A mouse metallotbionein (MT) 1 expression system has been constructed that renders recombinant MT as a high purity Zn-coordinated protein. Spectral changes in absorption and circular dichroism following the addition of up to 7 mol equivalents of Cd2+ to recombinant Zn7-MT showed that it behaves like the native protein. Exposure of Cd7-MT to Cd2+ resulted in further binding of these ions to the protein, although saturation was not achieved on the addition of up to 22 mol equivalents of Cd2+ to Zn7-MT. Spectral data are compatible with a model in which the first four additional Cd2+ ions are bound to Cd7-MT via sulfur atoms, and indicate that no further thiol groups are involved in the binding of the excess Cd(II) over 11. Cd2+ ions bound in excess to Cd7-MT appear to have lower binding constants as exposure of Cdn-MT (n > 7) species to Cbelex-100 retrieved Cd7-MT. Based on the X-ray data, the accessible surface areas of sulfur atoms in Cd5,Zn2-MT 2 were calculated. This led us to propose that the coordination of the first three additional Cd(II) ions to Cd7-MT proceeds by means of S-Met1-O-Met1, S-Cys7-S-Cys13 and S-Cys5-S-Cys26 pairs. Finally, comparison of the behavior of the entire MT with that of the recombinant alpha MT and beta MT subunits indicates that mutual influences may not be negligible.

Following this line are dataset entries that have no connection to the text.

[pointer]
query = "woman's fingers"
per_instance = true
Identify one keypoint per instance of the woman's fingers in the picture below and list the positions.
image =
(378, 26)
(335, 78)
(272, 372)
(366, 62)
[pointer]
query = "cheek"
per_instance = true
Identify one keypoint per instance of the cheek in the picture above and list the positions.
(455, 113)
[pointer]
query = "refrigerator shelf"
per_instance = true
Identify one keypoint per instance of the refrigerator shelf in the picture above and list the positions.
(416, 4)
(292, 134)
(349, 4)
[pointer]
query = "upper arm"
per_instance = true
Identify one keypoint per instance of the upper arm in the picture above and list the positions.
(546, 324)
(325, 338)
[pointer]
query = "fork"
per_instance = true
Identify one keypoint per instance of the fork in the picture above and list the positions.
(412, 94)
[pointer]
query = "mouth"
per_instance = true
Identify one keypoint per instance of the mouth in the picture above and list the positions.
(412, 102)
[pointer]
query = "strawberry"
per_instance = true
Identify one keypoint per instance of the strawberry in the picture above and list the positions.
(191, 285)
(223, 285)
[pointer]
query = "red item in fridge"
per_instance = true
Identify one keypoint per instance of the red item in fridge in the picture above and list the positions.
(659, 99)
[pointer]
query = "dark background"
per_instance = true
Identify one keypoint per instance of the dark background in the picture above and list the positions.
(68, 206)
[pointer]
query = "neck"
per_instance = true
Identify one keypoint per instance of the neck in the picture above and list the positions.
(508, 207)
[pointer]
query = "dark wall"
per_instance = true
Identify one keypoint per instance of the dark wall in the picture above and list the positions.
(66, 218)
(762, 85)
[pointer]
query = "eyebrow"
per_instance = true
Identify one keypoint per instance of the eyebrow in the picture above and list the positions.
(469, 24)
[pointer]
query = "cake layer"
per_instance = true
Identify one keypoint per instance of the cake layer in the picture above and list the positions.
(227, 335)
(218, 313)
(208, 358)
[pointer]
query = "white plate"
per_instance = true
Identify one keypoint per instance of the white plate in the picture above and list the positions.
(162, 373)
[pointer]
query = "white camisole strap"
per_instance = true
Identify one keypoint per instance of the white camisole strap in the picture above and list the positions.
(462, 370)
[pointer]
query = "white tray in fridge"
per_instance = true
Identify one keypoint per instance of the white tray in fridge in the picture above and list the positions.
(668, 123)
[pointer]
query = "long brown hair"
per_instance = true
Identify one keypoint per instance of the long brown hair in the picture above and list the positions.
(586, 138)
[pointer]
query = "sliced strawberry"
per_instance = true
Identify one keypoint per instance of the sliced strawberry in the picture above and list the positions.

Recombinant synthesis of mouse Zn3-beta and Zn4-alpha metallothionein 1 domains and characterization of their cadmium(II) binding capacity.

Genetic engineering, coupled with spectroscopic analyses, has enabled the metal binding properties of the alpha and beta subunits of mouse metallothionein 1 (MT) to be characterized. A heterologous expression system in E.coli has led to high yields of their pure zinc-complexed forms. The cadmium(II) binding properties of recombinant Zn4-alpha MT and Zn3-beta MT have been studied by electronic absorption and circular dichroism. The former binds Cd(II) identically to alpha fragments obtained from mammalian organs, showing that the recombinant polypeptide behaves like the native protein. Titration of Zn3-beta MT with CdCl2 results in the formation of Cd3-beta MT. The addition of excess Cd(II) leads to Cd4-beta MT which, with the extra loading of Cd(II), unravels to give rise isodichroically to Cd9-beta MT. The effect of cadmium-displaced Zn(II) ions and excess Cd(II) above the full metal occupancy of three has been studied using Chelex-100. The Cd3-beta MT species is stable in the presence of this strong metal-chelating agent.